С неба сыпал мелкий теплый дождик, не столько падая на землю, сколько образуя влажную дымку. Офелия прошлась вдоль домов, касаясь дверей и оставляя желто-зеленые отпечатки. Вдруг ей захотелось пометить их все; она бросилась назад в центр, схватила горшок с желтой краской и зашагала от порога к порогу, не пропуская ни одной двери. Обойдя половину поселка, она вдруг поняла, что это не просто игра; страх хлынул волной, требуя, чтобы она довела дело до конца. Если она прервется, если отвлечется на что-нибудь, если краска закончится прежде, чем последнюю дверь украсит ее метка, произойдет нечто ужасное. Задыхаясь, кривясь от боли в ногах, она металась от двери к двери, от дома к дому, не пропуская даже сараев, помечая склады и рециклер, а потом вернулась в центр и прошлась по дверям внутри…

Постепенно паника улеглась. Снаружи прокатился раскат грома, дождь усилился. Уже не в первый раз перед грозой Офелию охватывали непонятные предчувствия, безумные ощущения, тяга к странным поступкам. Конечно, все дело в грозе. Когда гроза закончится, ей станет легче.

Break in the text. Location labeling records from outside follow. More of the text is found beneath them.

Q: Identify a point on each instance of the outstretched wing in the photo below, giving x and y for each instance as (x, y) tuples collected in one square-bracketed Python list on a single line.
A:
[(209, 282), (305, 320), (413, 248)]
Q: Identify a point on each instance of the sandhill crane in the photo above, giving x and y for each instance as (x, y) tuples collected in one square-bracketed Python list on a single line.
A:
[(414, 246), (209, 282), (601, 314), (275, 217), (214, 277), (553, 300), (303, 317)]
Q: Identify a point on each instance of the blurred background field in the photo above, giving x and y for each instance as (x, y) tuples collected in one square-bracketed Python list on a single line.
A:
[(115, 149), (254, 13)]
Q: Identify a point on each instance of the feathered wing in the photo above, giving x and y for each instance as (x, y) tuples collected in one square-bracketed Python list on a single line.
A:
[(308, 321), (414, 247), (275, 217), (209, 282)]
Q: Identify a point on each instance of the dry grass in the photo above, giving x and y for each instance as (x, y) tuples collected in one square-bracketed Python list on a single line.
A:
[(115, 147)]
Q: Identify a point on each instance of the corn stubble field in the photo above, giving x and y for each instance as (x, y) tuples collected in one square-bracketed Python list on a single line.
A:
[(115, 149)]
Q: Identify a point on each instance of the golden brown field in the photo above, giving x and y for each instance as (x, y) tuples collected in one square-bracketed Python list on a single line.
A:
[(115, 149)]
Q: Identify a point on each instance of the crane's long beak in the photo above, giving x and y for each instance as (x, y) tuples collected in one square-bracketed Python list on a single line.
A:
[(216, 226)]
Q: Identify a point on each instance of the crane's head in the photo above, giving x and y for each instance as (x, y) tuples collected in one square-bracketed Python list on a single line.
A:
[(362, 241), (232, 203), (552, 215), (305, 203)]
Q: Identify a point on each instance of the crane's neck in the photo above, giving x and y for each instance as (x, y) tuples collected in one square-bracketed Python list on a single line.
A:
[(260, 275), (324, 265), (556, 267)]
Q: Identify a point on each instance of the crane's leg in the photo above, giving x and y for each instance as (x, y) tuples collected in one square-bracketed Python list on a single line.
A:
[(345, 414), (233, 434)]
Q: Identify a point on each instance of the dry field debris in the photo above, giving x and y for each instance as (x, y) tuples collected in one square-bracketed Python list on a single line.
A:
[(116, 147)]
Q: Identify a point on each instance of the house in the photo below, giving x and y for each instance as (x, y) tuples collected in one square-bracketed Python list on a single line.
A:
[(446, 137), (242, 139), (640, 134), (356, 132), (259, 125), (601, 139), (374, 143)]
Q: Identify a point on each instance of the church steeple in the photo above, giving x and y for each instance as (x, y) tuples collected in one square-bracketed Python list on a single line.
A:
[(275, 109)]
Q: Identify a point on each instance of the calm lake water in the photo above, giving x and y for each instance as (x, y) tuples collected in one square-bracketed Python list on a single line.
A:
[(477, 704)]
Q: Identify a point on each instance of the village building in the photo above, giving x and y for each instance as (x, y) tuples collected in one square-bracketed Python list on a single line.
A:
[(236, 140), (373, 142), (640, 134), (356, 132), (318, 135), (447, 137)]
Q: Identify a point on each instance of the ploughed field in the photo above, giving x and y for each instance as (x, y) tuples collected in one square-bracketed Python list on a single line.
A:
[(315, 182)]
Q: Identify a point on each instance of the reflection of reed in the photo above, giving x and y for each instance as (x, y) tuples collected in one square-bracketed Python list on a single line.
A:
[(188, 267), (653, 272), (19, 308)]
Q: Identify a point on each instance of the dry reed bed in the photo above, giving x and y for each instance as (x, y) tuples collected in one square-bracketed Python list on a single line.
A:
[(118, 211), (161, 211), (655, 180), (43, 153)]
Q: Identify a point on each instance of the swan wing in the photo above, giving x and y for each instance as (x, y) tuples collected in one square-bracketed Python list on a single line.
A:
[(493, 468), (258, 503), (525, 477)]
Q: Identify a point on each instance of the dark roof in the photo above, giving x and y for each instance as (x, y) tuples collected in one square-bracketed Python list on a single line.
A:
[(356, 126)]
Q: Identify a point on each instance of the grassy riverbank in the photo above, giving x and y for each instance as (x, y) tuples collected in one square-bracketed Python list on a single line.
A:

Капли дождя громко зашлепали по стеклам. Офелия посмотрела на свое разукрашенное тело и засмеялась. Ну и ну. В таком виде ложиться спать нельзя. Пусть дождь смоет краску. Она вышла на улицу и встала под теплые струи, оттирая желтыми ладонями круги и полоски, пока под ногами не образовалась разноцветная лужа. Удивительно, что краски не смешались в грязный бурый цвет… На секунду она застыла, завороженно глядя, как они обтекают друг друга, образуя на земле кольца и пятна. Но тут громыхнуло ближе, и она бросилась к помеченной ладонью двери своего дома. Хотя дождь был теплым, ей вдруг стало холодно.

Оказавшись внутри, она вытерлась насухо и начала напевать без слов. В голове замелькали воспоминания о детских выходках. Пирожки из грязи, беспорядок на кухне, тот раз, когда она цветным мелком разрисовала сестре ногу, чтобы стопа казалась вспухшей и воспаленной… Обе сочли это уморительно смешным, но мать сперва перепугалась, а потом рассвирепела. Даже теперь у Офелии вспыхнули щеки при мысли о том, как ей влетело за эту шутку. Глупая-глупая Офелия… Она была глупым ребенком, а теперь стала глупой старухой — но сколько же удовольствия она получила! Разрисовывать себя было весело, и она непременно сделает это снова. Почему нет? Если ей суждено погибнуть от лап неведомых животных, можно и отвести напоследок душу.